Today, Heather Boushey, my colleague at the Center for American Progress, has a piece in Slate talking about how despite the fact that there has been steady job growth in the economic recovery from the "he-cession," women are the big losers. While men have experienced steady gains in employment (private-sector manufacturing, for instance, has seen growth in the recession), women actually lost jobs in the summer of 2010. Boushey provides some reasons this might be:
Men and women continue to work in separate industries and occupations, which have been affected differently by the recession. Manufacturing and construction accounted for half of the jobs lost during the recession; these jobs, as we are so often told, are disproportionately held by men. And now, for men, they're coming back: From November 2009 to November 2010, men gained 126,000 manufacturing jobs, while women have lost 18,000. Meanwhile, men have made even greater gains in professional business services: 278,000 new jobs, compared with 103,000 for women. In trade, transportation, and utilities, men gained 245,000 jobs while women lost 74,000. In administrative and waste services, men gained 231,000 and women gained only 137,000.

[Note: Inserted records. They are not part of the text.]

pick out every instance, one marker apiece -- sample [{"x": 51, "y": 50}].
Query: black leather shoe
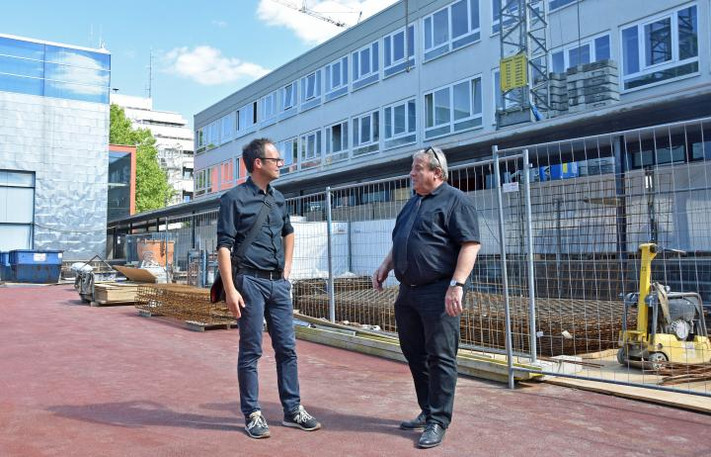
[
  {"x": 432, "y": 436},
  {"x": 417, "y": 423}
]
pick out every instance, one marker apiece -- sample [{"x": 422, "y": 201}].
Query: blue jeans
[
  {"x": 268, "y": 300},
  {"x": 429, "y": 339}
]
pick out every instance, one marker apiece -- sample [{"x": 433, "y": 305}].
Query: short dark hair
[{"x": 254, "y": 150}]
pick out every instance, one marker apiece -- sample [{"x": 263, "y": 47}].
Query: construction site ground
[{"x": 77, "y": 380}]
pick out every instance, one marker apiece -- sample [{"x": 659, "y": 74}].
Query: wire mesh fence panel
[
  {"x": 357, "y": 222},
  {"x": 602, "y": 208},
  {"x": 607, "y": 213}
]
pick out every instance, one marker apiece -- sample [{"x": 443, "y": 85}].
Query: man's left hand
[{"x": 453, "y": 301}]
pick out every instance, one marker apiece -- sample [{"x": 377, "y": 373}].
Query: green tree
[{"x": 152, "y": 188}]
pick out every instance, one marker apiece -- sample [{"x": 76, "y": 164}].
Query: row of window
[
  {"x": 54, "y": 71},
  {"x": 449, "y": 109},
  {"x": 653, "y": 50},
  {"x": 447, "y": 29}
]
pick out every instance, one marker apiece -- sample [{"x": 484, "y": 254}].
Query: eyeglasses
[{"x": 279, "y": 161}]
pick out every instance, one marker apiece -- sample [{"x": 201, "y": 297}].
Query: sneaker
[
  {"x": 432, "y": 436},
  {"x": 301, "y": 419},
  {"x": 417, "y": 423},
  {"x": 257, "y": 426}
]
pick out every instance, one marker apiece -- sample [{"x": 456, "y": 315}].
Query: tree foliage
[{"x": 152, "y": 188}]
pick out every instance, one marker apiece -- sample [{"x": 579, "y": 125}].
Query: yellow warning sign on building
[{"x": 513, "y": 72}]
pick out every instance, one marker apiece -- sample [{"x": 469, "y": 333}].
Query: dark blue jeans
[
  {"x": 268, "y": 300},
  {"x": 429, "y": 339}
]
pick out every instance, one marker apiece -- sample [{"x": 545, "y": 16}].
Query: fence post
[
  {"x": 504, "y": 272},
  {"x": 531, "y": 271},
  {"x": 329, "y": 234}
]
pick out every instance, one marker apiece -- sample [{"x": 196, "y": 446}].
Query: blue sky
[{"x": 202, "y": 50}]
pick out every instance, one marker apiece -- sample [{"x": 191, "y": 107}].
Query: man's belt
[{"x": 271, "y": 275}]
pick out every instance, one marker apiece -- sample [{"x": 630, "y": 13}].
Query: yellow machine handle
[{"x": 648, "y": 252}]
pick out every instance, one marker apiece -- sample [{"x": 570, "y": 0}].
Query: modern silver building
[
  {"x": 54, "y": 124},
  {"x": 427, "y": 72}
]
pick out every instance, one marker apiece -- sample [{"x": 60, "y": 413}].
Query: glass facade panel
[
  {"x": 80, "y": 75},
  {"x": 119, "y": 202},
  {"x": 462, "y": 101},
  {"x": 688, "y": 33},
  {"x": 460, "y": 20},
  {"x": 441, "y": 101},
  {"x": 21, "y": 67},
  {"x": 70, "y": 73},
  {"x": 630, "y": 50},
  {"x": 579, "y": 56},
  {"x": 602, "y": 48},
  {"x": 441, "y": 27},
  {"x": 20, "y": 84}
]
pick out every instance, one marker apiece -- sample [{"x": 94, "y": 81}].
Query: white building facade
[
  {"x": 54, "y": 125},
  {"x": 426, "y": 72},
  {"x": 174, "y": 141}
]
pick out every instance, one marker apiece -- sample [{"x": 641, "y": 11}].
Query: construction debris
[
  {"x": 677, "y": 373},
  {"x": 184, "y": 303}
]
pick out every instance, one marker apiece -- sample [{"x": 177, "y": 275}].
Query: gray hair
[{"x": 436, "y": 160}]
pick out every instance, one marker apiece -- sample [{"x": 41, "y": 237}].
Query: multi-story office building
[
  {"x": 174, "y": 141},
  {"x": 54, "y": 162},
  {"x": 426, "y": 72}
]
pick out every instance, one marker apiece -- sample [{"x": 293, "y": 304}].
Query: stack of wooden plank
[
  {"x": 115, "y": 293},
  {"x": 677, "y": 373}
]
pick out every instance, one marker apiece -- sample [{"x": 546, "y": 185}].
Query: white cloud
[
  {"x": 206, "y": 65},
  {"x": 313, "y": 30}
]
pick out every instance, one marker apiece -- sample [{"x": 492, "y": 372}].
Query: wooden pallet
[{"x": 114, "y": 293}]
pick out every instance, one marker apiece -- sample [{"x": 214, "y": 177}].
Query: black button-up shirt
[
  {"x": 239, "y": 209},
  {"x": 443, "y": 220}
]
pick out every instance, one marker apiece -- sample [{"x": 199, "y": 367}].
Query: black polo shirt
[
  {"x": 443, "y": 220},
  {"x": 239, "y": 209}
]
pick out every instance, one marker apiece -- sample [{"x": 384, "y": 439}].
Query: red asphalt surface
[{"x": 83, "y": 381}]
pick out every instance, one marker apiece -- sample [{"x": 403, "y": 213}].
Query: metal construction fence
[{"x": 561, "y": 227}]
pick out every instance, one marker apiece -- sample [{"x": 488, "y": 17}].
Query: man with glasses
[
  {"x": 435, "y": 244},
  {"x": 257, "y": 287}
]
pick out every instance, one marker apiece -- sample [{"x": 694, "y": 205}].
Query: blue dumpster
[
  {"x": 5, "y": 270},
  {"x": 35, "y": 266}
]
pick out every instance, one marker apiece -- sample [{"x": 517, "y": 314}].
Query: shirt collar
[
  {"x": 256, "y": 189},
  {"x": 436, "y": 190}
]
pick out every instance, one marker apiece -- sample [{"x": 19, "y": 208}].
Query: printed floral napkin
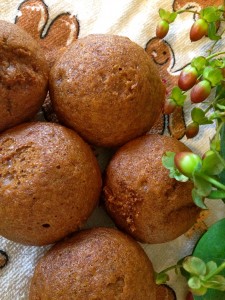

This is, in part, due to the massive losses in public-sector jobs many state and local governments have experienced in the post-stimulus economy. As states struggle with massive budget deficits with no more help coming from the federal government, they've begun to fire state-level employees, jobs that are disproportionately held by women; six in 10 state and local workers are women. Teachers, for instance, are mostly women, yet face massive layoffs nationwide.
A coalition of women's groups that are concerned about women's economic security hosted a forum that I attended on this very subject last week on Capitol Hill. One of the major takeaways from the data presented was that women are simply in a much more precarious situation economically than men. Women still tend to make less than their male peers, leading to long-term smaller Social Security payouts and smaller 401Ks. Women are also less likely than men to have a job that offers a pension (about 30 percent of women compared to nearly half of men).
It is both through a combination of differing types of jobs that men and women work as well as outright gaps in pay and benefits that are allowing women to fall behind in the economic recession.